On a special case of Alexander duality  Let $S^n$ be the $n$-dimensional sphere and let $K\subseteq S^n$ be a compact, locally contractible subspace of real codimension $\geq 2$. Applying Alexander duality we find that
$$
\tilde{H}_{i}(S^n-K)\simeq \tilde{H}^{n-i-1}(K)
$$
where $\tilde{H}$ denotes the reduced homology (cohomology) with coefficients in  $\mathbf{Z}$ and $0\leq i\leq n-1$. In particular, taking $i=0$ we find that 
$$
\tilde{H}_{0}(S^n-K)\simeq \tilde{H}^{n-1}(K)=0.
$$
Thus $S^n-K$ is connected and therefore path connected (since $S^n-K$ is a euclidian open set and therefore locally path connected).
Q: Is there a simple (low-tech and/or geometrical proof) that $S^n-K$ is path connected ?
 A: Since you're asking for a geometric proof, let's just work with manifolds. Then the general claim is that if $N\subset M$ is a codimension 2 submanifold of a connected manifold, then $M\setminus N$ is connected. Iterating the claim, we can reduce to the case when $N$ is also connected.
By the tubular neighborhood theorem, we reduce$^{\dagger}$ to showing that the (total space of the) normal bundle of $N$ in $M$ minus the zero section is connected. I.e., we reduce to the case of showing that a vector bundle of rank $\geq 2$ minus its zero section is connected. 
This is clearly true, but I'll include one possible proof for completeness' sake. Take two points in the vector bundle $\mathcal{E}$ over $N$ which don't lie in the zero section. Take a smooth simple path in $N$ between their projections, and then take a tubular neighborhood of this path. This neighborhood is contractible and $\mathcal{E}$ is a vector bundle over it, so it's a trivial vector bundle. Therefore, we reduce to showing that $\mathbb{R}^n$ minus a codimension 2 linear subspace is connected, which is unobjectionable.
$^{\dagger}$ Here's how you do the reduction. Take two points in $M\setminus N$ and a path between them in $M$. If this path doesn't go through $N$, we're certainly in good shape. Otherwise, choose two points on the path in the neighborhood, one "before" the path crosses through $N$, one "after" (i.e., after it has finished passing through $N$). Since the tubular neighborhood is diffeomorphic to the normal bundle of $N$ in $M$, we can choose a path in this tubular neighborhood which doesn't cross $N$, and modifying our original path by this procedure, we get the result.

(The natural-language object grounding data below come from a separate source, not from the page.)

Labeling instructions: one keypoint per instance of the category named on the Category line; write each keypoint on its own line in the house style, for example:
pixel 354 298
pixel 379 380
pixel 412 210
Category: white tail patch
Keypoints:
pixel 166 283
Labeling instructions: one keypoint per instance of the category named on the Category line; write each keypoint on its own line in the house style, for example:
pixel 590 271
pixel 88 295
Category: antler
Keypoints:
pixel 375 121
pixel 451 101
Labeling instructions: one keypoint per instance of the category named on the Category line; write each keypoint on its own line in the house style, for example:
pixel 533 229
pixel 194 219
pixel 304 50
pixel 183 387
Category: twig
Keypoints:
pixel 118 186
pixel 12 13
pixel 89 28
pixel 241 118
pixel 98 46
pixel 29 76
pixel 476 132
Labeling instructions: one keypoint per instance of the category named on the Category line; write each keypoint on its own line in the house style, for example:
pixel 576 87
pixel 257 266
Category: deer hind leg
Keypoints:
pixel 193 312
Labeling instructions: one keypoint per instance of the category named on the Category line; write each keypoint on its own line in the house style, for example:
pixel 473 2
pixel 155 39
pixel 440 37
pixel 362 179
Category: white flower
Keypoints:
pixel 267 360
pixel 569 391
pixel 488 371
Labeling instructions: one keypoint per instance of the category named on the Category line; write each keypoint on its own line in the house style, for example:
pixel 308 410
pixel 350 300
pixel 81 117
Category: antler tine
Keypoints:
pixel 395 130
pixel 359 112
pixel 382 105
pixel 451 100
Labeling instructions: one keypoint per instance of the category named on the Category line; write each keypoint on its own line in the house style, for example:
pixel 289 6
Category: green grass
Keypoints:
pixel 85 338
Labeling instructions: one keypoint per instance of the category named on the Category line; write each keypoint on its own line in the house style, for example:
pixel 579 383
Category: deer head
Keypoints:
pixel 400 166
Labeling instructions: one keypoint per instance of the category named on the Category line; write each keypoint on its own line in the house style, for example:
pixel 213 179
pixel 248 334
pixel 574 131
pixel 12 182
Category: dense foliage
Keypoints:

A: The proof that $S^n \setminus K$ is path connected follows directly from general position if $K$ is, say, a finite simplicial complex of codimension two (I don't know what "codimension two" means in your general formulation). 
If we take two points $x,y$ not in $K$, and we take a generic path in $S^n$ connecting them, then general position taken with respect to each simplex of $K$ guarantees that
a generic path won't intersect $K$.
Addendum: a more general fact is true:  if $K \subset S^n$ is a simplicial complex of codimension  $m$, then general position implies that the complement $S^n \setminus K$ is
$(m-2)$-connected (the proof is similar).